Confessions of a Quackbuster

This blog deals with healthcare consumer protection, and is therefore about quackery, healthfraud, chiropractic, and other forms of so-Called "Alternative" Medicine (sCAM).

Sunday, January 16, 2005

FSU: Chiropractic school takes step forward

Posted on Sat, Jan. 15, 2005


Chiropractic school takes step forward

Florida State University's board of trustees voted to proceed with a controversial proposal to set up the nation's first chiropractic college at a public university.


TALLAHASSEE - Florida State University's board of trustees voted 11-2 on Friday to move ahead with a controversial proposal to open the nation's first public chiropractic college, sending the measure to the Florida Board of Governors, the statewide panel that oversees public universities.

There is speculation that the Board of Governors, which will meet later this month in Gainesville, will kill the proposal, which calls for starting the program in 2006 and eventually hiring more than 100 professors.

But many of the FSU trustees made it clear that even if the Board of Governors gives them a green light, the proposal would be investigated and reviewed further by faculty and return for a final vote of trustees before the college starts offering classes.

''I'm not voting to approve a chiropractic college,'' said FSU trustees Chairman John Thrasher.

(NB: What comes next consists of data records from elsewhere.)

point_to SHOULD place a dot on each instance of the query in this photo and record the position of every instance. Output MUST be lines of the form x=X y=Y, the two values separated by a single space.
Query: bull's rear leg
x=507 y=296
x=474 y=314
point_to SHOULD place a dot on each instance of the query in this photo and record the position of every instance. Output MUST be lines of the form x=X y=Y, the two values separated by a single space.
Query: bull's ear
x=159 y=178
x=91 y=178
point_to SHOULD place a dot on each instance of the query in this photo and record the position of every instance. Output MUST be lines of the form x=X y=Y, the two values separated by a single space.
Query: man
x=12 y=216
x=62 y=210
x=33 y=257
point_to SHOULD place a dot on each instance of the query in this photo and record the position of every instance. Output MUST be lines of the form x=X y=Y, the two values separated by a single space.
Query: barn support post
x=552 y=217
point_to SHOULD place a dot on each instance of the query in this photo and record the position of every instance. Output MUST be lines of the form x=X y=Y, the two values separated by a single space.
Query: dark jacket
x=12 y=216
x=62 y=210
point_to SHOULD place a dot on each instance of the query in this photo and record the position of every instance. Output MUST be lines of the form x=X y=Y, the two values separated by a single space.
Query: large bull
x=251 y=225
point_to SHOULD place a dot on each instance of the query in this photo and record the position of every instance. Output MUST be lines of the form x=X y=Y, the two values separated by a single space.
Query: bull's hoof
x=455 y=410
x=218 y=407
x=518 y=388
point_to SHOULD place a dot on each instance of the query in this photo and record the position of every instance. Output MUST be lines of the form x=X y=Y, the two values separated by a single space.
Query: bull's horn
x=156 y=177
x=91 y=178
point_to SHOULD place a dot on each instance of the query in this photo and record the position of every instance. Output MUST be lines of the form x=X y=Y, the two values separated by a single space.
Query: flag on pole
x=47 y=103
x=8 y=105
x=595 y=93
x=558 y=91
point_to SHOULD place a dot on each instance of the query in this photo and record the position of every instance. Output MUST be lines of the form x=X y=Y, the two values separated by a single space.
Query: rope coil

``Before we go through an extensive amount of time and energy and work among our faculty and students, we ought to ask them whether we can investigate it further.''


Despite the insistence by Thrasher that Friday's vote was not decisive, it was criticized by opponents of the new college, who contend that chiropractic is not science-based and that FSU should not get into the business of churning out chiropractors.

Under FSU's proposal, students would earn both a master's degree in fields such as aging studies and a doctorate in chiropractic.

''What a bunch of cowards,'' said Dr. Ray Bellamy, a Tallahassee orthopedic surgeon and FSU alumnus who has led a campaign to kill the chiropractic college.

Dr. Tom Haney, a Tallahassee orthopedic surgeon and one of the doctors who treats FSU football players, also expressed frustration at Friday's vote.

''I think the Board of Trustees missed an opportunity to make the right decision for what's best for FSU,'' said Haney. ``They had a chance to make a statement to the Board of Governors that it's not a good fit for FSU.''

But FSU President T.K. Wetherell praised the vote, saying it would allow the university to delve deeper into whether a chiropractic college would be a good fit. He said it would have been wrong to kill the proposal at this time.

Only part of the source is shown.